Понятно, что детские сказки про репку, волка с козлятами, зайчиков, лисичек и т.д., – по факту, являются как бы ложной информацией: зайчики-лисички в сказках разговаривают, носят одежду, живут в домиках. И всякие истории, происходящие с ними совершенно нереальны. Но никто не будет отрицать, что это уже нужные знания: в сознании ребёнка формируется структура мира. Эти «ложные» истории являются необходимым этапом для «взрослого» понимания мира. У человека не бывает в жизни такого момента, когда он отбрасывает всё познанное в детстве как что-то полностью неправильное и начинает познавать мир заново, «по-взрослому». Не бывает «лишних» периодов познания, детские «схематичные» познания это очень значимый этап освоения «взрослых» понятий.
Всё это понятно: посредством упрощённых данных и схематичных понятий ребёнок познаёт мир доступным ему способом, Но что такое «упрощённые данные» или «схематичные понятия»? Для сознания всё ясно, но можно ли представить себе, чтобы в компьютер вводились какие-то «схематичные» и даже неправильные данные, чтобы посредством этого как-то упростить, скажем, формирование определённой базы данных? (Что вообще могут представлять собой такие данные для компьютера?) Ввод данных в компьютер («познание» компьютером нужной информации) не имеет никаких аналогий с познанием человеком окружающего мира.
Это один из важнейших нюансов смысловой формы информации. То есть огромный массив информации может восприниматься сознанием в каком-то схематичном виде (при всей очевидности этого понятия, невозможно дать ему чёткого определения). Для «обработки» информации в таком виде не требуется «больших мощностей», но, тем не менее, такая способность позволяет правильно реагировать на внешние воздействия. Заметим, что и у взрослых людей основная масса информации об окружающем мире представлена в каком-то схематичном, упрощённом виде.
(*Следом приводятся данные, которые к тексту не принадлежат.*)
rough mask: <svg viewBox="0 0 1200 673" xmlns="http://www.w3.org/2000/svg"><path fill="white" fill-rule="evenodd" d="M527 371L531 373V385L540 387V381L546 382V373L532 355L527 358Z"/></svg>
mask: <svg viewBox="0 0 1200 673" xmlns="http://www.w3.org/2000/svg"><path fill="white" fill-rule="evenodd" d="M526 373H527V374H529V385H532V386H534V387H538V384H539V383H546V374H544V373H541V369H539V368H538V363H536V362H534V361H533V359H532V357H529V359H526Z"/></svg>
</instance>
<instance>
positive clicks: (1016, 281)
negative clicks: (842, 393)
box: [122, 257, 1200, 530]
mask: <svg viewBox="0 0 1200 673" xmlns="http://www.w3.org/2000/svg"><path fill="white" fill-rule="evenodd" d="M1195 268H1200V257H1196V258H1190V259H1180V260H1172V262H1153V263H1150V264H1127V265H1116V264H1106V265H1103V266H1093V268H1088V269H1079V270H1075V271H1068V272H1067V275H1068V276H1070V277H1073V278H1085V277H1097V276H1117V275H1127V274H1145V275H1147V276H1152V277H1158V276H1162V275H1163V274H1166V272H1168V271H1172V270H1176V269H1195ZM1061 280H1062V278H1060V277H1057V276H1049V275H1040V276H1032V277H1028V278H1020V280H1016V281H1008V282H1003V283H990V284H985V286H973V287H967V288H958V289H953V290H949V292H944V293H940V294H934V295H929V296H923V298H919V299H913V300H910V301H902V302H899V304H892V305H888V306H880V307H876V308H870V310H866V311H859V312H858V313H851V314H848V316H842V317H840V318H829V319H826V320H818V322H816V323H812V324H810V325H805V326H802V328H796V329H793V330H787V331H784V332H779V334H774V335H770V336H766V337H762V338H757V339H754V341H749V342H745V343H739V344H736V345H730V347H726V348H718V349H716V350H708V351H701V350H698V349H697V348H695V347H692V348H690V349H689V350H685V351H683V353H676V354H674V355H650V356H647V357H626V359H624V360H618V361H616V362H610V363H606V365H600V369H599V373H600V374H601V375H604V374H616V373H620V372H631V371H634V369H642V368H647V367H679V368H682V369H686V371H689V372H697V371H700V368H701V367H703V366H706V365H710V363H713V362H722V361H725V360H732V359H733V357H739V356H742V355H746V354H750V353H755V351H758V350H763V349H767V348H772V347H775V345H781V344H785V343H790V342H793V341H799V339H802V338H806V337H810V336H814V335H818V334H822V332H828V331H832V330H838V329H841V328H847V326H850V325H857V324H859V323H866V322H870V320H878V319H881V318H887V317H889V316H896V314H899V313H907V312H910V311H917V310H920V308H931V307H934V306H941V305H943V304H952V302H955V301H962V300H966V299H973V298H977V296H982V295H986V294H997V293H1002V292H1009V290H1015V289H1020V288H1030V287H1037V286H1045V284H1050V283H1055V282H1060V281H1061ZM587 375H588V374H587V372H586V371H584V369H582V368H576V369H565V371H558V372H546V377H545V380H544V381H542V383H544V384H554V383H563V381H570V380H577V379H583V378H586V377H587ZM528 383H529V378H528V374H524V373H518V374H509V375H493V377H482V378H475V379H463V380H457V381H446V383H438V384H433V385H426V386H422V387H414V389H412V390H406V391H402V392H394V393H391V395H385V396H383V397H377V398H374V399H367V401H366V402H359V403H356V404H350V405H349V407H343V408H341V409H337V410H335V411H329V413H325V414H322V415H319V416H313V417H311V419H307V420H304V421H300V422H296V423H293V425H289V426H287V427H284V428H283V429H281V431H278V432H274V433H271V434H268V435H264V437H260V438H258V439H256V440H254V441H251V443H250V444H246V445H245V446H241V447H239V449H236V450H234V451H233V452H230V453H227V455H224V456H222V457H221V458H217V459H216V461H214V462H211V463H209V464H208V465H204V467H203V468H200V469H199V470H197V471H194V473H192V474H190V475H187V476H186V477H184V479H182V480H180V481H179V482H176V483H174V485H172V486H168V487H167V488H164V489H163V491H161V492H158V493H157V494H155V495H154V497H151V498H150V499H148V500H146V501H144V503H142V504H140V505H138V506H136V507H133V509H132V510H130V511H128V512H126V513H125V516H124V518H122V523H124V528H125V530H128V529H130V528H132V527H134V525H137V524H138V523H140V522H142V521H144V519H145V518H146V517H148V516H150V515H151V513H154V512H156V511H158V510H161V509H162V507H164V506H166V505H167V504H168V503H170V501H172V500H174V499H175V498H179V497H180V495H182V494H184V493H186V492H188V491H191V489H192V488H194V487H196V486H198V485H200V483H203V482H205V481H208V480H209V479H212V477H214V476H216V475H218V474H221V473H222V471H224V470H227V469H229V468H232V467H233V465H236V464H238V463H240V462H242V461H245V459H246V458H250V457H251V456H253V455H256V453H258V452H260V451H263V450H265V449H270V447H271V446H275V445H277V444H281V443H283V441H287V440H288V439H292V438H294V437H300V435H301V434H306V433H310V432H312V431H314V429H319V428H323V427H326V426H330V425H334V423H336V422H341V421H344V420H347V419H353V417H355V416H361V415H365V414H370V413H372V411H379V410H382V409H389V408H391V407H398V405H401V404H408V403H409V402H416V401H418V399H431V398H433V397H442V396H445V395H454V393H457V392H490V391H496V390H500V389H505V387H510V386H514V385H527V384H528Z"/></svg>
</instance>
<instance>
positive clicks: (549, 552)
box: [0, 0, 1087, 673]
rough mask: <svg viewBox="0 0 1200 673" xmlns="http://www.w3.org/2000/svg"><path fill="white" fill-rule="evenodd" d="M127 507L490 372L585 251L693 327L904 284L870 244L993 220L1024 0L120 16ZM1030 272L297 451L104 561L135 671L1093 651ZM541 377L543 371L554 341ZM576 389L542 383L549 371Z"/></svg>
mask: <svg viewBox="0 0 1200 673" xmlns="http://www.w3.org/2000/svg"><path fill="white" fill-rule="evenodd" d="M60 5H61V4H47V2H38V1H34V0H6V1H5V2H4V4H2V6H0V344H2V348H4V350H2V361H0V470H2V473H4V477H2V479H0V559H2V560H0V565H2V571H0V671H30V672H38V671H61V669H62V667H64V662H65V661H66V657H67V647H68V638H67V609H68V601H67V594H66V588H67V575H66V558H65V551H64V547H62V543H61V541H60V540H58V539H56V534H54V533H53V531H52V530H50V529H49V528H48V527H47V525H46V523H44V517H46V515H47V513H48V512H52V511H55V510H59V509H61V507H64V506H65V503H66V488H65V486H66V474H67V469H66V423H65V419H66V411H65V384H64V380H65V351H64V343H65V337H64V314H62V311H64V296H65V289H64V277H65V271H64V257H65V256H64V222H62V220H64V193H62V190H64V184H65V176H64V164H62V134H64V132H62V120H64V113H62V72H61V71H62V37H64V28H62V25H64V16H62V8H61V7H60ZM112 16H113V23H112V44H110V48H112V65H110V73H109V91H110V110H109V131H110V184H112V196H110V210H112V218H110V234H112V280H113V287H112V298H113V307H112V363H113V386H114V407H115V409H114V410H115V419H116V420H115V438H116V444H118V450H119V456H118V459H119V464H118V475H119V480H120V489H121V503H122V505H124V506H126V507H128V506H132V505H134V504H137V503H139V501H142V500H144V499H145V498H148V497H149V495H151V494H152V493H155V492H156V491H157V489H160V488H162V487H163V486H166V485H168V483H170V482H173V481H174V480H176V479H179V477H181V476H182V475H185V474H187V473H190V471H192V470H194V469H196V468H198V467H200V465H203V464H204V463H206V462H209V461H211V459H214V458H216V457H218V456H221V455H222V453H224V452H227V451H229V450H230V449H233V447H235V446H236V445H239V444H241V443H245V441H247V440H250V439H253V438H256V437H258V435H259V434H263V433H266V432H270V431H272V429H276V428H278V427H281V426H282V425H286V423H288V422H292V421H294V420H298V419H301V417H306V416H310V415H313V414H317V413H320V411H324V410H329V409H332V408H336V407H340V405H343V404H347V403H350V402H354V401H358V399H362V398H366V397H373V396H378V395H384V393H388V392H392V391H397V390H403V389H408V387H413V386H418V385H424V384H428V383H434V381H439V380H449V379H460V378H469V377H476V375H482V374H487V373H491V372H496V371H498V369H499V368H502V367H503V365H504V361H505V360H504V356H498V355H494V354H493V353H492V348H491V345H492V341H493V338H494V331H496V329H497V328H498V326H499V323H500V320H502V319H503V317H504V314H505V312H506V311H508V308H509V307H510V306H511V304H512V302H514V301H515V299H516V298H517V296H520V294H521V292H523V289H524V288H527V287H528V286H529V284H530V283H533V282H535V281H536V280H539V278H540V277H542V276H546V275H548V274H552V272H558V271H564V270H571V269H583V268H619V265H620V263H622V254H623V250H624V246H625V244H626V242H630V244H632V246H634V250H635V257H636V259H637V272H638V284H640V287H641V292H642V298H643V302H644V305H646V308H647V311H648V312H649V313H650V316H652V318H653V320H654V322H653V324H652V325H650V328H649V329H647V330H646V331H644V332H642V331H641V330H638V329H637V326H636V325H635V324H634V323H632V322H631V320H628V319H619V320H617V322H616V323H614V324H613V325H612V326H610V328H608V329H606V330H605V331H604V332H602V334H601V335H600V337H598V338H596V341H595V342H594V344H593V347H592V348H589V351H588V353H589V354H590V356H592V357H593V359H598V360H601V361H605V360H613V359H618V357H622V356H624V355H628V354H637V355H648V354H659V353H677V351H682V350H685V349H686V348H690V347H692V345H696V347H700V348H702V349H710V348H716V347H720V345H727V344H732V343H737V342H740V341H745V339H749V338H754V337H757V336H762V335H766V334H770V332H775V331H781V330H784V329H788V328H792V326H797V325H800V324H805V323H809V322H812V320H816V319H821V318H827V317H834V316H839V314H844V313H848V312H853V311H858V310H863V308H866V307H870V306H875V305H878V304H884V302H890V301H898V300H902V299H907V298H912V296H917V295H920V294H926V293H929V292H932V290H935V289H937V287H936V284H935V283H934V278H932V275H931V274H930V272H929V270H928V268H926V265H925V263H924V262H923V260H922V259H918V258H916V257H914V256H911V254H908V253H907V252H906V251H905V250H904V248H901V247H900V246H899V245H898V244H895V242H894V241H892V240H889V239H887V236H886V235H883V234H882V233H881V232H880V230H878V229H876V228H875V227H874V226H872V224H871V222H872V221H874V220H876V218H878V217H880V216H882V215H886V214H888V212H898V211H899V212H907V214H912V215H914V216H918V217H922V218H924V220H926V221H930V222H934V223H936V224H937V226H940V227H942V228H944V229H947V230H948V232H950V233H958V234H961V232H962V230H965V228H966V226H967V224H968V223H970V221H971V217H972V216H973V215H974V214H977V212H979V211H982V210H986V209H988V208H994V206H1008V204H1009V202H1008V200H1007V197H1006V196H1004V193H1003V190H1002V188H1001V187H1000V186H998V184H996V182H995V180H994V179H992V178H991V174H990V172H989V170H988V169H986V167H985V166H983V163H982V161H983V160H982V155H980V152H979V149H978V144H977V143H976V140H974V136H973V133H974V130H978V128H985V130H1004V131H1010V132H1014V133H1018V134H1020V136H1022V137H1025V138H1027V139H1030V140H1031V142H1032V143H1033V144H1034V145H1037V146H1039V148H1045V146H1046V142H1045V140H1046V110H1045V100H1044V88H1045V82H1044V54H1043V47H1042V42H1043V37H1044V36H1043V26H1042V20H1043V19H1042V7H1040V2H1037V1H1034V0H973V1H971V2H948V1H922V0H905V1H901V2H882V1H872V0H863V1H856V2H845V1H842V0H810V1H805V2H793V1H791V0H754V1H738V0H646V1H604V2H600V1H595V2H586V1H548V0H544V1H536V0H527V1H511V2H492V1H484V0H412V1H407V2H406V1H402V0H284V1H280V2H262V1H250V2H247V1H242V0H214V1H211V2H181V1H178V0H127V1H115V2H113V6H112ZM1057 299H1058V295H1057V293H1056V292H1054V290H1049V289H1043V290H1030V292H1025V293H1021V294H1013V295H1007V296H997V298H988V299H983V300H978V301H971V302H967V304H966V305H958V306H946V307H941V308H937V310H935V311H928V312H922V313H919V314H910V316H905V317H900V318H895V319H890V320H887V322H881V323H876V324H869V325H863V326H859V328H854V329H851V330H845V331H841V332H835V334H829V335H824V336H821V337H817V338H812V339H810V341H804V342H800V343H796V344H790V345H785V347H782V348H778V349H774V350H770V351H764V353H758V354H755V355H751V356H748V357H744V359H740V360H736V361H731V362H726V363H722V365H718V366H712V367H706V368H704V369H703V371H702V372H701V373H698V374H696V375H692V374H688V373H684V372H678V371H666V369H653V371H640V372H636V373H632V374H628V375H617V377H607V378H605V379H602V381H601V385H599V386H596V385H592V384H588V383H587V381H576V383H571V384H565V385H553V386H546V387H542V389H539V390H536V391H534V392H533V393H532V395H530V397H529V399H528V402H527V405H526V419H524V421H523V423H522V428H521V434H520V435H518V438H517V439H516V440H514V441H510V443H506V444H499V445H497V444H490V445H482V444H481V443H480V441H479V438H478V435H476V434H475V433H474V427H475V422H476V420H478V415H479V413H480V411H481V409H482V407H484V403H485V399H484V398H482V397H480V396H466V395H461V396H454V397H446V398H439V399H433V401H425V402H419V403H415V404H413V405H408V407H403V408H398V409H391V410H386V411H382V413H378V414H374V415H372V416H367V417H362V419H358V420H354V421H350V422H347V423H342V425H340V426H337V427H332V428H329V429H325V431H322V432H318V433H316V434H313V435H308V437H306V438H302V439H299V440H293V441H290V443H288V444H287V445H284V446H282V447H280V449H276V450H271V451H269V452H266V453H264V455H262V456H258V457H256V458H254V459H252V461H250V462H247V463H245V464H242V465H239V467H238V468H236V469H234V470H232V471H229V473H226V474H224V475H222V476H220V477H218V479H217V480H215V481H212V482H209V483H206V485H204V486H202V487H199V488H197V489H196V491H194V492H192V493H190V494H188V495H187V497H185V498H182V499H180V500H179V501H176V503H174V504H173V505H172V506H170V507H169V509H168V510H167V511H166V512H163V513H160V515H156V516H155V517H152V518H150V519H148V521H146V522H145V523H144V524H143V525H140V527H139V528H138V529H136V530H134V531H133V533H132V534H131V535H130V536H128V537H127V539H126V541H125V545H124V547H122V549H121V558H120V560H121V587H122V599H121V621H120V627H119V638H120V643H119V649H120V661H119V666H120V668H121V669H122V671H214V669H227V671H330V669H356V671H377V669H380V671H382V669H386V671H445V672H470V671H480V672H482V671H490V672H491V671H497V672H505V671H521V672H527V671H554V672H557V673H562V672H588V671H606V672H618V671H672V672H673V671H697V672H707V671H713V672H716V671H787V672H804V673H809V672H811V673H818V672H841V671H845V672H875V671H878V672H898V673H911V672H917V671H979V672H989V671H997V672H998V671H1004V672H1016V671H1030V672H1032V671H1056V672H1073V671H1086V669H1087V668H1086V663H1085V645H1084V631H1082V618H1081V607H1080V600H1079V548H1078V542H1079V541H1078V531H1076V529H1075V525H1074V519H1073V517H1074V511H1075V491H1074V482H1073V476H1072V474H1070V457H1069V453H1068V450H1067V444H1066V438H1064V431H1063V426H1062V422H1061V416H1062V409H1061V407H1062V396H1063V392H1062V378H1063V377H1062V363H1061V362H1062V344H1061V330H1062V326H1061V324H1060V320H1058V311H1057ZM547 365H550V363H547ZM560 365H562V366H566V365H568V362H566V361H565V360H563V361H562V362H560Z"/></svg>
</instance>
Но, во-первых, эти «упрощения» таковы, что могут, при необходимости, развиваться и уточняться, а во-вторых, такое восприятие мира вовсе не усложняет, а напротив, невероятно облегчает ориентацию во всём многообразии информационных воздействий.
***
Кстати, упрощённые детские знания о зайчиках-мишках-лошадках-коровках, получаемые через игры и сказки, хотя слишком далеки от реалий, вовсе не являются какими-то несерьёзными знаниями. Именно они создают в сознании нечто вроде определённой структуры, которая позволяет осваивать окружающий мир. Лев Толстой утверждал, что за первые пять лет своей жизни он познал больше, чем за все последующие годы.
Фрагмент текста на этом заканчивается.